В 1950 году Владимир Федорович организовал у себя на квартире в Ord Village литературный кружок, в основном состоявший из пишущих представителей второй эмиграции, молодые авторы читали свои произведения и переводы: Марков — из «Гурилевских романсов», Моршен — из «Тюленя», отец Моршена Н. В. Нароков (псевдоним) — из «Мнимых величин», романа о сталинском НКВД; Н. С. Пашин (под псевдонимом Витов) — из русского перевода «1984», над которым он как раз в то время работал; брат Пашина С. С. Максимов (псевдоним), автор только что нашумевшего «Дениса Бушуева», — из новых рассказов. Потом шли обсуждения, иногда слушали классическую музыку с комментариями Владимира Федоровича. Его большим почитателем и энтузиастом кружка, затухшего после отъезда Маркова, был Григорович-Барский. В те же годы Лидия Ивановна, активно старавшаяся сделать актерскую карьеру в Америке (так, впрочем, и не удавшуюся)[1001], поставила с нами, тогда подростками (детьми Аренсбургеров, мною и нашей подругой Мариной Романи), «Женитьбу» Гоголя. Представление проходило в Офицерском клубе, где русские устраивали свои вечера, свадьбы и праздники.
Марков и Моршен преподавали детям русский язык и литературу, сначала за один доллар за урок. Я хорошо помню, как Владимир Федорович нас заводил «философскими» вопросами — например, что каждый из нас возьмет на необитаемый остров, том Пушкина или коробку спичек. Это было на уроке о Пушкине, на котором каждый читал наизусть свое стихотворение Пушкина, специально выбранное Владимиром Федоровичем в соответствии с характером каждого. Так он нам говорил, а мы верили и очень его любили, считая, что он относится к нам серьезно, в отличие от других взрослых.
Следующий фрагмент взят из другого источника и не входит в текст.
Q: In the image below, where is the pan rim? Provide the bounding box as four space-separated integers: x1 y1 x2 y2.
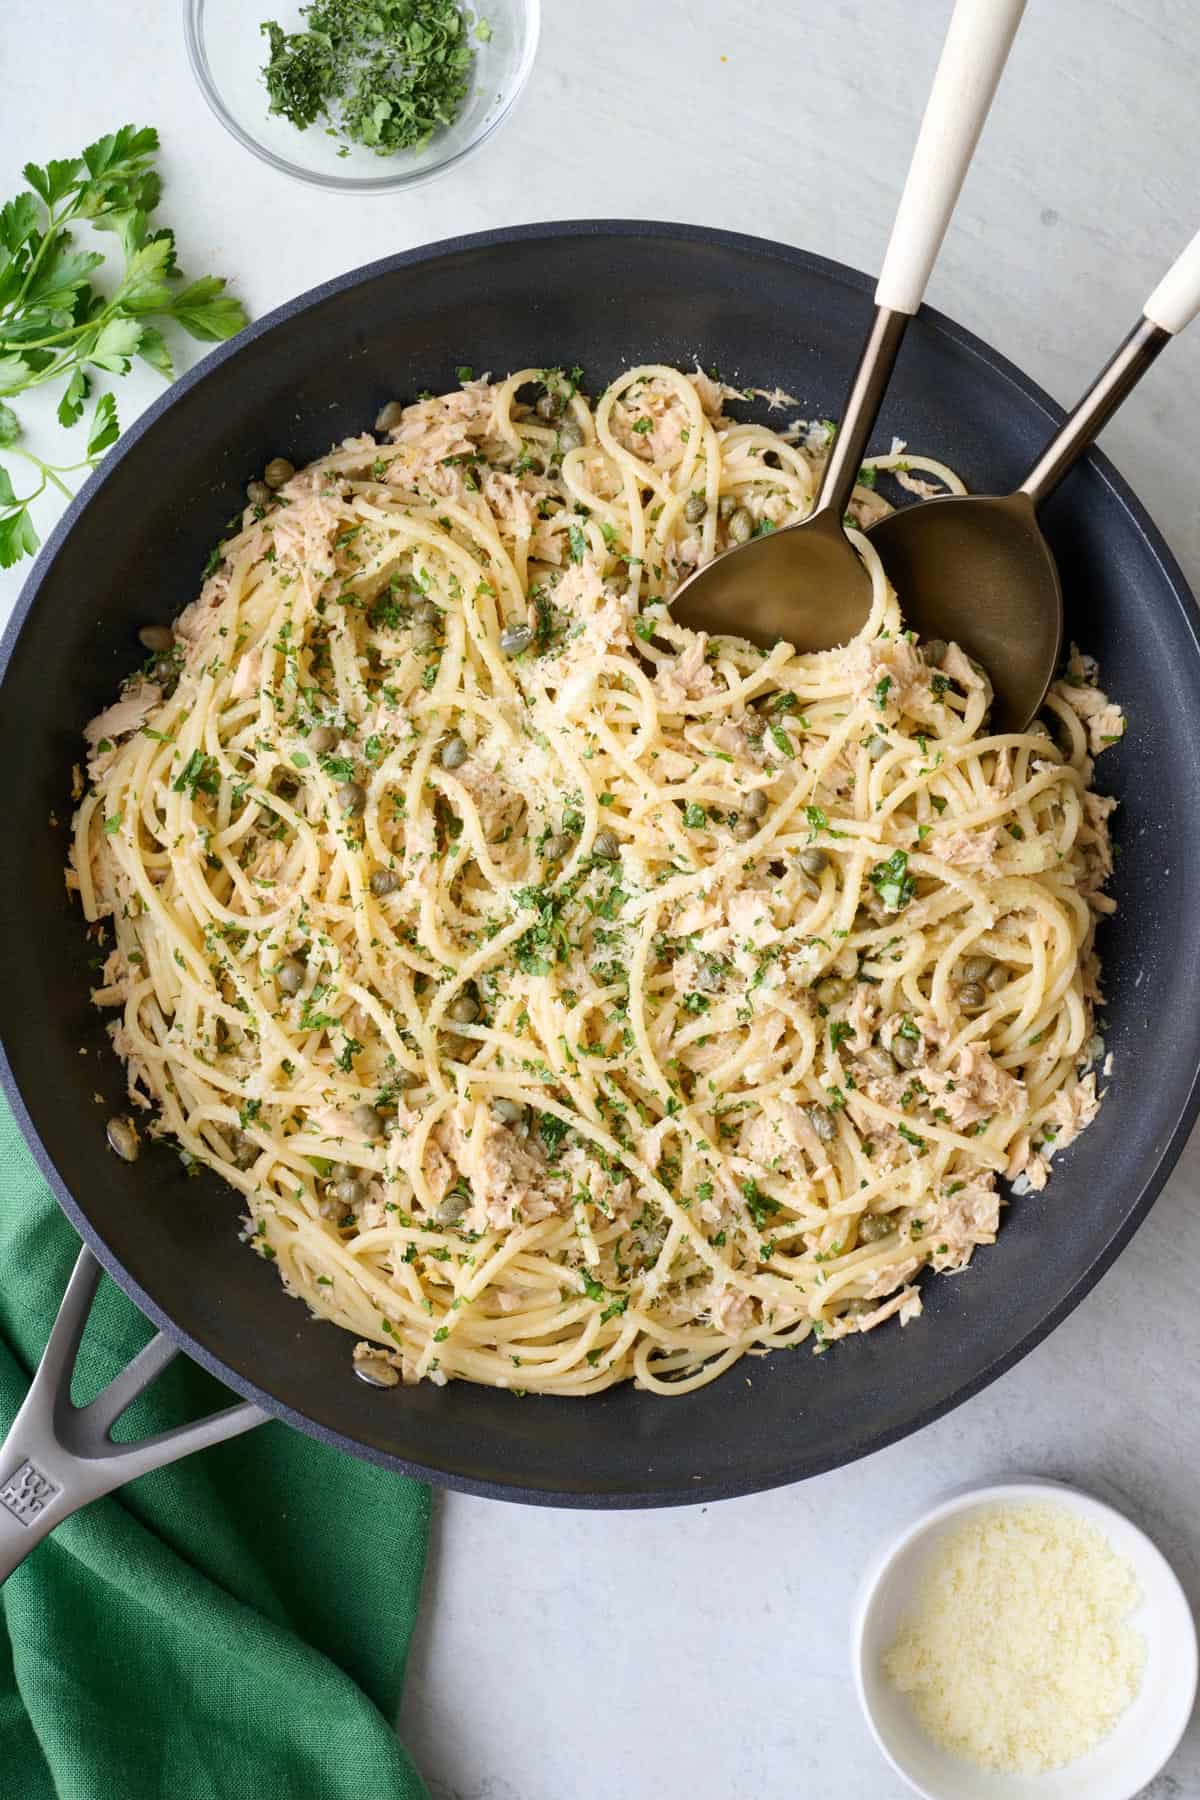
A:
4 218 1199 1508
Так что понятно, что я продолжала свои занятия русской литературой именно с ним[1002]. Такие же чувства мы испытывали по отношению к Лидии Ивановне.
Такими были русские эмигранты в Монтерее и их дети в первой половине 1950-х годов. Я описала круг, который, кроме Романовых, мне был лучше всего знаком, то есть в основном тот, в который входили мои родители. Со всеми ними я продолжала поддерживать отношения до их смерти. В живых остались Марков, жены Исакова, Григоровича-Барского и Моршена.